Technologies, not pharmacies
I’m a big believer in the benefits of the new technologies out there as a way to research, of course, but also to heal. For the last few years, I have been incorporating Fitbits as a part of clinical trials into managing and diffusing childhood obesity. Not so much to track activity, but because the team with whom I work believes wearables enhance our structured multidisciplinary eight-week program meant to stave the disease — we provided wearables to different groups and requested they join us to record progress over the course of eight-weeks. Our focus groups were children between the ages of 7 to 18 who would wear the Fitbits, provided by us, to monitor activity to alleviate the need for self-monitoring and due to our belief that it is a more accurate record of PA (physical activity). In one group, the control group, our youth patients wore nothing and engaged with monitoring and managing their weight on the honor system — this was our control. In the other group, our intervention group, we provided Fitbits to both the kids and the parents to engage them in the process more intimately and actively. Our hypothesis was that not only would wearables encourage and reinforce better weight management through exercise and eating, but that when parents and the family as a whole are involved in the process, the results would be more successful due to the support provided.

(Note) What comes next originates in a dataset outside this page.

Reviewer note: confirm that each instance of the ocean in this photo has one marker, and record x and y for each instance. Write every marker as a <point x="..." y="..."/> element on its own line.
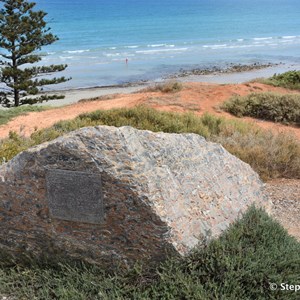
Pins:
<point x="160" y="37"/>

Yes, I know it sounds like a lot, but as we watched, we discovered the latter to be true. If you’ve ever attempted a diet or training schedule, you’ve discovered how beneficial it is to have a support system who knows what your goals are and can encourage you towards them. The family structure and interaction is key to how our pediatric patients act and their routines. To change that behavior requires the backing of those who provide the opportunities for that change and when parents can see for themselves what is being recorded for their children as well as themselves, it prompts them to be more involved and work together toward the common goal of lowering BMI and raising energy and activity levels.
But that’s obesity and it’s obvious from what we all know about activity tracking wearables, the goal of this technology is to be an asset in encouraging more PA. What I discovered in the midst of this were the added benefits of these wearables in supporting better sleep and rest.
Weight and sleep
Lack of sleep in children is revealed differently than in adults. You know the term, “slap happy?” That’s what happens to a kid who’s not sleeping. Tantrums, hyperactivity, spinning out — those are all signs a child is overtired and needs his or her rest. Severe weight gain is also a byproduct of lack of sleep and in using wearables to monitor activity and support a healthier lifestyle, I found that the Fitbit is also a good companion for tracking and modifying sleep patterns.
A 2014 study was conducted by MassGeneral Hospital for Children that looked into the effects of chronic sleep deprivation in kids. The results, published in Pediatrics, revealed that researchers learned that children most impacted by chronic sleep deprivation had the highest weight and body mass index across the board. It also showed that kids who were most consistently suffering from lack of sleep came from racial and ethnic minority backgrounds with less education and lower income. However, the relationship between lack of sleep and obesity doesn’t change. A child who is sleep deprived, no matter who they are or where they come from, is most at risk for obesity.